Elementary

Als ich vor einigen Jahren „Elementary“ entdeckte, war ich fasziniert. Eine Adaption von Sherlock Holmes in New York ist heute nur folgerichtig. Denn New York ist heute das, was Ende des 19. Jahrhunderts London war. Und: Anders als so viele New York-Serien ist diese nicht in Los Angeles gedreht worden. Andererseits: Wenn US-Sender sich europäischen Stoffen widmen, dann wird das Ergebnis schnell banal.

Und dennoch: Was ich sah, gefiel mir. Lucy Liu als Watson war eine interessante Wahl. Sherlocks Neuerfindung als Junkie ist gerade heute sehr relevant. Die ersten Fälle waren spannend erzählt, gekonnt verwoben und die Regisseure geizten nicht mit Ausblicken auf diese faszinierende Stadt. Ich war hooked: Ich freute mich nach einer Folge schon auf die nächste. Nach zirka zwei Staffeln hatte sich mein Verhältnis zu der Serie wieder deutlich abgekühlt. Ich sah keinen Sinn mehr, die nächste Folge einzuschalten. Und tat es deshalb auch nicht mehr.

In letzter Zeit habe die Serie auf Netflix entdeckt und wieder reingeschaut. Und wieder war ich fasziniert. Diesmal nicht von der Serie an sich, sondern weil ich herausfinden wollte, was mich stört. Ich bin ein Anhänger der These, dass Fiktionen auf viele Weise unsere Realität widerspiegeln – und in der Masse verändern die Fiktionen wiederum unsere Realität. Und dass in der Realität einiges schiefgelaufen ist, steht nicht wirklich zur Debatte. Was also hat mich von der Serie abgeschreckt, obwohl sie nach kommerziellen Kriterien ein gewaltiger Erfolg ist und bald in die sechste Staffel geht?

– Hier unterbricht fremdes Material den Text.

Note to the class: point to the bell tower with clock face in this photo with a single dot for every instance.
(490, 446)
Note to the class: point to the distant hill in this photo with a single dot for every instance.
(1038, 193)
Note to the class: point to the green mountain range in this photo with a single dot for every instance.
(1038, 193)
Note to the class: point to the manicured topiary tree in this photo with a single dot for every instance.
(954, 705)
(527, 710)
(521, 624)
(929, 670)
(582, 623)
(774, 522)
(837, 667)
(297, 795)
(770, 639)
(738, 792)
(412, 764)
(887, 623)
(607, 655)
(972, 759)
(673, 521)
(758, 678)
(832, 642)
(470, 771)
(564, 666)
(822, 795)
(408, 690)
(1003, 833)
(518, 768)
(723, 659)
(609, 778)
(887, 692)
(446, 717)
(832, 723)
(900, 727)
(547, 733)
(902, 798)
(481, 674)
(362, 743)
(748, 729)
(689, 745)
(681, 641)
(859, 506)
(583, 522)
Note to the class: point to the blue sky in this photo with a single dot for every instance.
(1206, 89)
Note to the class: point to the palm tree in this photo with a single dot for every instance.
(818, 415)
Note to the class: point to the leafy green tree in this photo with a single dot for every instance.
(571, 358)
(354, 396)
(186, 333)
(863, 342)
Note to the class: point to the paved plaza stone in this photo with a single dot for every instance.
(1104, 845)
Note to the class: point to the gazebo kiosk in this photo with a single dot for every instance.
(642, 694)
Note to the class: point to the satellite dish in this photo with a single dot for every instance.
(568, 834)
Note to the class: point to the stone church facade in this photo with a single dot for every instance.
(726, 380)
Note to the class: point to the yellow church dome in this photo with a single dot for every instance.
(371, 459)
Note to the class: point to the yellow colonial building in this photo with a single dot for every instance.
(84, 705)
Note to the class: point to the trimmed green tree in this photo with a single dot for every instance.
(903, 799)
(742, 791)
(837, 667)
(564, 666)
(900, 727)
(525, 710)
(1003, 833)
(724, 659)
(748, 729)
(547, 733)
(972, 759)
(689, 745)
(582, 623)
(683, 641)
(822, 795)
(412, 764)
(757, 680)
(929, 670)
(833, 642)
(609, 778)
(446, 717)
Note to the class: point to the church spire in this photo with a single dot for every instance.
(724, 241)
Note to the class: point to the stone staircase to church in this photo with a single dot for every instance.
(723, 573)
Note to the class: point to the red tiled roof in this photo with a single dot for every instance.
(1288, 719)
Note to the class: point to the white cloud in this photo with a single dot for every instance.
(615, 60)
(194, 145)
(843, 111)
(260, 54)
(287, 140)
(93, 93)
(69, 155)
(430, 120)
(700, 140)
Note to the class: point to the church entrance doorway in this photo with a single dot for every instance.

Eine gelungene Kombination?

Fangen wir zuerst nochmal mit den positiven Aspekten an: Obwohl eine Staffel aus 24 Fällen besteht, ist Elementary clever geschrieben und schafft es immer wieder, aktuelle Themen mit den alten Geschichten von Sir Arthur Conan Doyle zu verknüpfen. Drohnen. Mrs Hudson. Das Bienensterben. Lestrade. Anonymous. Drogensucht. Dabei steht die Serie Konkurrenten wie The Good Wife, Castle oder White Collar in nichts nach. Dass Holmes nun auf Verkleidungen verzichtet und stattdessen ein unglaubliches Sprachtalent mitbekommen hat, ist nur folgerichtig. Dass die Red Headed League sich nicht mehr nach zu einem Tresor durchbuddelt, sondern zu einem Transatlantik-Datenkabel – Kudos. Dass Moriarty nun mit Irene Adler kombiniert wurde – nun, das ist zumindest wagemutig.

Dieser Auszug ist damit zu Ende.